A selecting operation is the method of accumulating gadgets from storage areas to fulfil buyer orders.
It is among the most labour-intensive actions in logistics, accounting for as much as 55% of whole warehouse working prices.
For every order, an operator receives an inventory of things to gather from their storage areas.
They stroll to every location, determine the product, decide the correct amount, and make sure the operation earlier than transferring to the following line.
In most warehouses, operators depend on RF scanners or handheld tablets to obtain directions and make sure every decide.
- What occurs when operators want each arms for dealing with?
- The way to onboard operators who don’t learn the native language?
Voice selecting solves this by changing the display screen with audio directions: the system tells the operator the place to go and what to select, and the operator confirms verbally.

After I was designing provide chain options in logistics firms, vocalisation was the default alternative, particularly for price-sensitive tasks.
Based mostly on my expertise, with vocalization, operators’ productiveness can attain 250 containers/hour for retail and FMCG operations.
The idea just isn’t new. {Hardware} suppliers and software program editors have provided voice-picking options for the reason that early 2000s.
However these methods include vital constraints:
- Proprietary {hardware} at $2,000 to $5,000 per headset
- Vendor-locked software program with restricted customisation
- Lengthy deployment cycles of three to six months per web site
- Inflexible language assist that requires retraining for every new language
For a 50-FTE warehouse, the overall funding reaches $150K to $300K, excluding coaching prices.
It’s too costly for my prospects.
What should you might obtain comparable outcomes utilizing a smartphone, a custom-made internet software, and fashionable AI voice expertise?
On this article, I’ll present how I constructed a minimalist voice-picking module that integrates with Warehouse Administration Methods, utilizing ElevenLabs for text-to-speech and speech recognition.

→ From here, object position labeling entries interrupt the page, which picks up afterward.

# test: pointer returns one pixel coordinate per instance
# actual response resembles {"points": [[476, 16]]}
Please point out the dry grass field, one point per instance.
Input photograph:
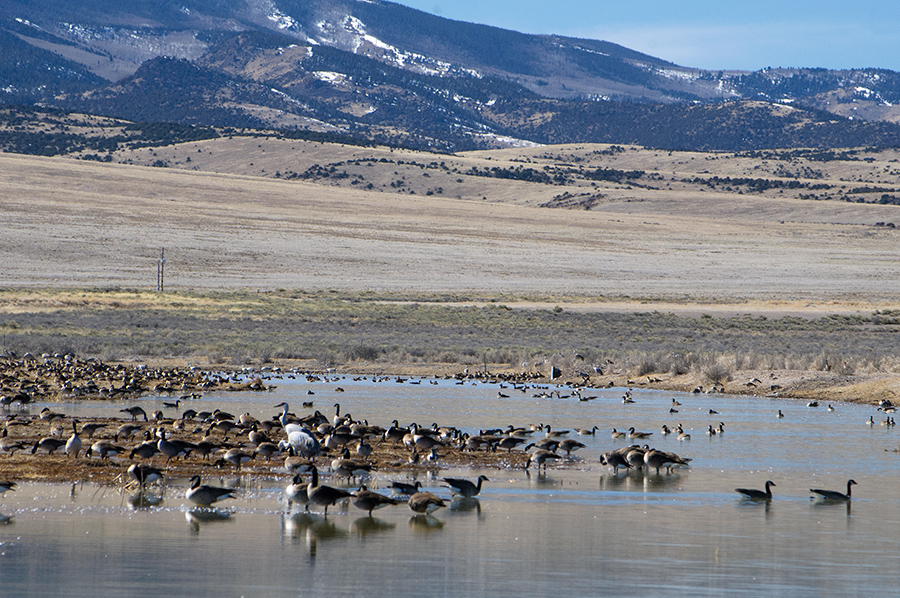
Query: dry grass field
{"points": [[429, 232]]}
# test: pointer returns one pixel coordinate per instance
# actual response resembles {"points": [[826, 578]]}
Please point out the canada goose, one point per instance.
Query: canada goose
{"points": [[267, 449], [134, 412], [404, 488], [9, 445], [834, 494], [367, 500], [364, 449], [89, 428], [509, 443], [568, 445], [296, 491], [168, 448], [203, 495], [144, 474], [73, 444], [48, 445], [754, 494], [657, 459], [346, 467], [104, 448], [425, 502], [633, 434], [539, 457], [465, 488], [323, 496]]}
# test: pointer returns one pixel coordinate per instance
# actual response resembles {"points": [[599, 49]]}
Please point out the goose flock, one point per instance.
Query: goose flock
{"points": [[159, 446]]}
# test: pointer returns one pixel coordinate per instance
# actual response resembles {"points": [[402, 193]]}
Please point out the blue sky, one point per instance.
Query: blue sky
{"points": [[712, 34]]}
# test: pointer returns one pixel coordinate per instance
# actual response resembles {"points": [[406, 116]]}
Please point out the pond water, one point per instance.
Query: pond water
{"points": [[578, 530]]}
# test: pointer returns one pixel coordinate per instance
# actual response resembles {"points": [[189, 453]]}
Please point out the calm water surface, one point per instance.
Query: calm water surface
{"points": [[579, 530]]}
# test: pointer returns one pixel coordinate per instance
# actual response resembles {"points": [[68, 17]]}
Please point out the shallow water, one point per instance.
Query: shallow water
{"points": [[578, 530]]}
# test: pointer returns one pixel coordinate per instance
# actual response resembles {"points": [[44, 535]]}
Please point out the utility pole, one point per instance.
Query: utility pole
{"points": [[161, 271]]}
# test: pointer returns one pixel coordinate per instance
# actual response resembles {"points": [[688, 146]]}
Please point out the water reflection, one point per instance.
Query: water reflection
{"points": [[365, 526], [144, 500], [425, 523], [465, 505]]}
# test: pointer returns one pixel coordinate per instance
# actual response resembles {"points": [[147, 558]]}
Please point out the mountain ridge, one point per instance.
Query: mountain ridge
{"points": [[388, 73]]}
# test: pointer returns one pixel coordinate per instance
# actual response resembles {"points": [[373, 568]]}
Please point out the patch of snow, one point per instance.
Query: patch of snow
{"points": [[330, 76], [283, 21]]}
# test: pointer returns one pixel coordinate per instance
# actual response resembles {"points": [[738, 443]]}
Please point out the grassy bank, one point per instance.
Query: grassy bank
{"points": [[366, 329]]}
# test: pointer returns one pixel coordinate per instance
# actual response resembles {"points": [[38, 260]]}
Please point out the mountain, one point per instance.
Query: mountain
{"points": [[387, 73]]}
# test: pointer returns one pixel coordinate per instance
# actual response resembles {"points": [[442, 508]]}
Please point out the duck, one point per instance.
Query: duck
{"points": [[367, 500], [834, 494], [465, 488], [754, 494], [324, 496], [425, 502], [203, 495]]}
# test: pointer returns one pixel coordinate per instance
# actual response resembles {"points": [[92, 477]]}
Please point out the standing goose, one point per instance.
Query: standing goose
{"points": [[144, 474], [402, 488], [203, 495], [465, 488], [367, 500], [834, 494], [296, 491], [324, 496], [753, 494], [425, 502]]}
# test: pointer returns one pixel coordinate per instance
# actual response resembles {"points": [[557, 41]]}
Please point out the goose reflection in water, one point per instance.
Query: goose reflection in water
{"points": [[365, 526], [204, 515], [140, 501], [465, 505], [425, 523]]}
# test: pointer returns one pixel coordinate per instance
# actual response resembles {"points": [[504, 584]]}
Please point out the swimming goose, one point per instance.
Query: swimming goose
{"points": [[367, 500], [203, 495], [753, 494], [465, 488], [632, 434], [48, 445], [324, 496], [425, 502], [834, 494]]}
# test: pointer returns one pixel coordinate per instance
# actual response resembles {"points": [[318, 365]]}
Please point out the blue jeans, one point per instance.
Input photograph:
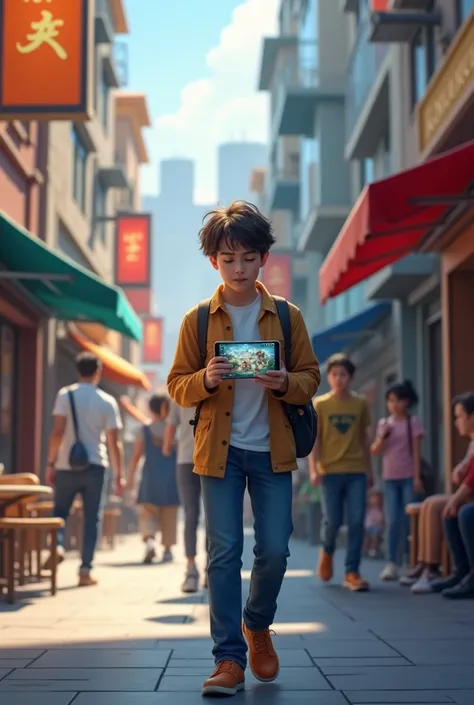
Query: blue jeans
{"points": [[398, 493], [339, 490], [271, 497], [91, 484], [460, 536]]}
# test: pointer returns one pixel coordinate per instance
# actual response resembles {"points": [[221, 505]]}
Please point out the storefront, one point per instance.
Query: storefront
{"points": [[37, 285]]}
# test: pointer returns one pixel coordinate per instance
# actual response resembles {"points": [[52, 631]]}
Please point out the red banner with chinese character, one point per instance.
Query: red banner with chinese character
{"points": [[140, 299], [152, 340], [44, 59], [133, 250], [276, 275]]}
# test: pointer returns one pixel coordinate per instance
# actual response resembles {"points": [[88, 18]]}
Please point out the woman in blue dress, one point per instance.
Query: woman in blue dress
{"points": [[158, 492]]}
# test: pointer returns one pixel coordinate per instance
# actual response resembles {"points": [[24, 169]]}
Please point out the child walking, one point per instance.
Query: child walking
{"points": [[243, 439], [158, 492], [398, 440], [341, 462]]}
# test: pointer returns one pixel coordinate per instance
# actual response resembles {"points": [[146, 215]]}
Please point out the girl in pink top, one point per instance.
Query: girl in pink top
{"points": [[398, 440]]}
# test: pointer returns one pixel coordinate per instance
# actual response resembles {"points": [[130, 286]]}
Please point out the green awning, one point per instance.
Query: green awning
{"points": [[70, 292]]}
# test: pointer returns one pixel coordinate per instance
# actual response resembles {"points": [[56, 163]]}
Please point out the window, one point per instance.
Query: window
{"points": [[101, 211], [423, 61], [79, 170], [104, 89], [465, 7]]}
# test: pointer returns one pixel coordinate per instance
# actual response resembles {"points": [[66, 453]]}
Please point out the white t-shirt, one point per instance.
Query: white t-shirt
{"points": [[250, 428], [97, 412]]}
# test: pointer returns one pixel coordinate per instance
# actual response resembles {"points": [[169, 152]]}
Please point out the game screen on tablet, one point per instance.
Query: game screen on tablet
{"points": [[249, 359]]}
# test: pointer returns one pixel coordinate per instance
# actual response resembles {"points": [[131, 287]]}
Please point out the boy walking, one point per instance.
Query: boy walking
{"points": [[243, 437], [341, 463]]}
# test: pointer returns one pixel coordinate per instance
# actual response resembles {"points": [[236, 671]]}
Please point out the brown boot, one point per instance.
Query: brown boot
{"points": [[227, 679], [263, 659], [86, 580], [325, 566]]}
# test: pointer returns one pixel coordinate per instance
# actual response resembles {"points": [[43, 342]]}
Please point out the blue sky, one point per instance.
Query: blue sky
{"points": [[199, 69]]}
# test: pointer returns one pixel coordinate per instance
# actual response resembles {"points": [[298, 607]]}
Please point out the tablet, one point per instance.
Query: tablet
{"points": [[248, 359]]}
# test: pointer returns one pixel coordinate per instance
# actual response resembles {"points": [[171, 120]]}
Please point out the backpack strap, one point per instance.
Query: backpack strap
{"points": [[202, 325], [283, 310]]}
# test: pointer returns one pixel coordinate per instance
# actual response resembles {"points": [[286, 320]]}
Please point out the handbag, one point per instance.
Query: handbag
{"points": [[302, 417], [78, 455]]}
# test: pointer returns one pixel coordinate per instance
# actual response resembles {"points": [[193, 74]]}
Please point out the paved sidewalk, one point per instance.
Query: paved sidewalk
{"points": [[136, 640]]}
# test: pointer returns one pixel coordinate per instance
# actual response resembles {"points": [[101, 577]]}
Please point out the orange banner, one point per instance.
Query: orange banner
{"points": [[276, 275], [140, 299], [152, 340], [133, 250], [44, 50]]}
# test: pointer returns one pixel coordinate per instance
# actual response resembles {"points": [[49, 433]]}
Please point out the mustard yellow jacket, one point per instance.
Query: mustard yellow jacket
{"points": [[186, 384]]}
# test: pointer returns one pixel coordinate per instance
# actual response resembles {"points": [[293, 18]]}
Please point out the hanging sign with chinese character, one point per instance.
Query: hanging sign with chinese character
{"points": [[152, 340], [133, 250], [46, 55], [276, 275]]}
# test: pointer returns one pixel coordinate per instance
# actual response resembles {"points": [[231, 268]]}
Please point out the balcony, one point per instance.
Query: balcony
{"points": [[363, 71], [301, 88], [115, 176], [104, 23], [284, 192]]}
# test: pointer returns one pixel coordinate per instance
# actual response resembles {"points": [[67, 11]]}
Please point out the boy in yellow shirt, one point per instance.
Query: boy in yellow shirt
{"points": [[340, 462]]}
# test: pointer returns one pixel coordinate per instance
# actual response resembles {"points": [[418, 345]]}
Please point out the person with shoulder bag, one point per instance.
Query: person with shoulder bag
{"points": [[248, 432], [86, 424]]}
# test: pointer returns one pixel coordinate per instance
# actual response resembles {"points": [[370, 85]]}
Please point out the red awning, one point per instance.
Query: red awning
{"points": [[115, 368], [393, 216]]}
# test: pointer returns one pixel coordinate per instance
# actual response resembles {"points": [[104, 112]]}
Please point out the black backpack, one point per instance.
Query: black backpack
{"points": [[302, 417]]}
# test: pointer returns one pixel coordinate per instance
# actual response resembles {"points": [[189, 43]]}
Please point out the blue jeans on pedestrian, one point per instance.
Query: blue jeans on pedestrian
{"points": [[339, 491], [271, 497], [460, 536], [92, 485], [398, 494]]}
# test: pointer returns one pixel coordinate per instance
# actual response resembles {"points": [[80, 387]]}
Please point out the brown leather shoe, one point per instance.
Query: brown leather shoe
{"points": [[325, 566], [227, 679], [263, 659], [86, 580]]}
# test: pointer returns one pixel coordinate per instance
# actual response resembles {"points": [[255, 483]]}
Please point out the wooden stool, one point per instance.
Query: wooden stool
{"points": [[25, 527], [413, 511]]}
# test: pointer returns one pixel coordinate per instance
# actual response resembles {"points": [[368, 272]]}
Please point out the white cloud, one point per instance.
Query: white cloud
{"points": [[224, 107]]}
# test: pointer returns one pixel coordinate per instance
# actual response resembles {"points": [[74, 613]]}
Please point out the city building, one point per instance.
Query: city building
{"points": [[235, 162], [407, 240], [307, 184]]}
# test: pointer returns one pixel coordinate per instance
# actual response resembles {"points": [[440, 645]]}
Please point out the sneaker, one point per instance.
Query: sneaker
{"points": [[263, 659], [354, 583], [191, 580], [227, 679], [86, 580], [424, 585], [48, 564], [390, 572], [325, 566], [149, 555]]}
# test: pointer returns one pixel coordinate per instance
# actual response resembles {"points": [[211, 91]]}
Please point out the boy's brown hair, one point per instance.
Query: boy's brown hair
{"points": [[341, 360], [239, 225]]}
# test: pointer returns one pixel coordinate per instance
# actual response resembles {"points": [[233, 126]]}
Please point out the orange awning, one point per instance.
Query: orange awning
{"points": [[393, 216], [132, 410], [115, 368]]}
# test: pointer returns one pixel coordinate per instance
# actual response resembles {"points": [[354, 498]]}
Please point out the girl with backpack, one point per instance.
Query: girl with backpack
{"points": [[398, 441]]}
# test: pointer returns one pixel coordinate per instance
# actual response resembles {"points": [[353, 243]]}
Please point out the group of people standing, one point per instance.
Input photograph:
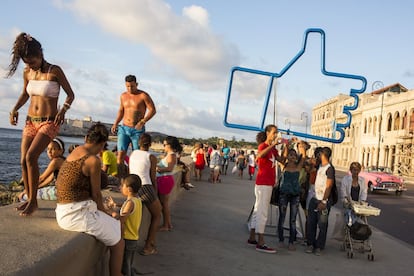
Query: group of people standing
{"points": [[317, 191], [300, 180], [78, 183]]}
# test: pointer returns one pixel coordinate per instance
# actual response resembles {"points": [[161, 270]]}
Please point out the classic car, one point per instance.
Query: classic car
{"points": [[381, 178]]}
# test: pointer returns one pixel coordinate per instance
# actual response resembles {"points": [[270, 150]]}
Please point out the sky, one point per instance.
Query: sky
{"points": [[183, 51]]}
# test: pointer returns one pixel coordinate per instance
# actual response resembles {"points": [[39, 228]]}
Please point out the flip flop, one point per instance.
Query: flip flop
{"points": [[152, 251]]}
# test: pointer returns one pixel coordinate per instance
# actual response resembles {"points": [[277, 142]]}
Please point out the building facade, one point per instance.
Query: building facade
{"points": [[381, 131]]}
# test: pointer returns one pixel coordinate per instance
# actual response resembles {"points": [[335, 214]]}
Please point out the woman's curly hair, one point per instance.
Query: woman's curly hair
{"points": [[25, 46]]}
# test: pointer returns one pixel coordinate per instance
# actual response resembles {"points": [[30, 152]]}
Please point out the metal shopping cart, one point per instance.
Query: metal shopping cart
{"points": [[357, 230]]}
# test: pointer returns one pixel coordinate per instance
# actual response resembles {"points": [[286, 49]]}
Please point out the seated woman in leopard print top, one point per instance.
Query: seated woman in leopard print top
{"points": [[79, 200]]}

This internet software has been deployed within the distribution centre of a small grocery store chain with nice outcomes (the shopper is glad!).
The target is to not design options that compete with market leaders, however relatively to provide an alternative choice to logistics and manufacturing operations that lack the capability to spend money on costly gear and wish customised options.
Drawback Assertion
Earlier than we get into voice-picking powered by ElevenLabs, let me introduce the logistic operations this AI-powered internet software will assist.

That is the central distribution centre of a small grocery store chain that delivers to 50 shops in Central Europe.

The power is organised in a grid format with aisles (A by way of L) and positions alongside every aisle:
- Every location shops a particular merchandise (known as SKU) with a recognized amount in containers.
- Operators must know the place to go and what to anticipate once they arrive.
What’s the goal? Increase the operators productiveness!
They weren’t glad concerning the order allocation and strolling paths offered by their outdated system.

They first requested to cut back operators’ strolling distance and enhance the variety of containers picked per hour utilizing the options presented in this article.
The answer was an online software related to the Warehouse Administration System (WMS) database that guides the operator by way of the warehouse.

This visible format offers a real-time view of what now we have within the system, with a greater routing resolution.
Our goal is to go from a productiveness of 75 containers/hour to 200 containers/hour with:
- A greater order allocation of orders with spatial clustering and pathfinding to minimise the strolling distance per field picked
- Voice-picking to information operators in a flawless method
How the Choosing Circulation Works
Earlier than leaping into the vocalisation of the software, let me introuce the method of order selecting.
Three shops despatched orders to the warehouse:
- Retailer 1 ordered 3 containers of
Natural Inexperienced Tea 500gwhich can be positioned in Location A1 - Retailer 2 ordered 2 containers of
Earl Gray Tea 250gwhich can be positioned in Location A3 - Retailer 3 ordered 5 containers of
Arabica Espresso Beans 1kgwhich can be positioned in Location B2
A selecting batch is a bunch of retailer orders consolidated right into a single work task.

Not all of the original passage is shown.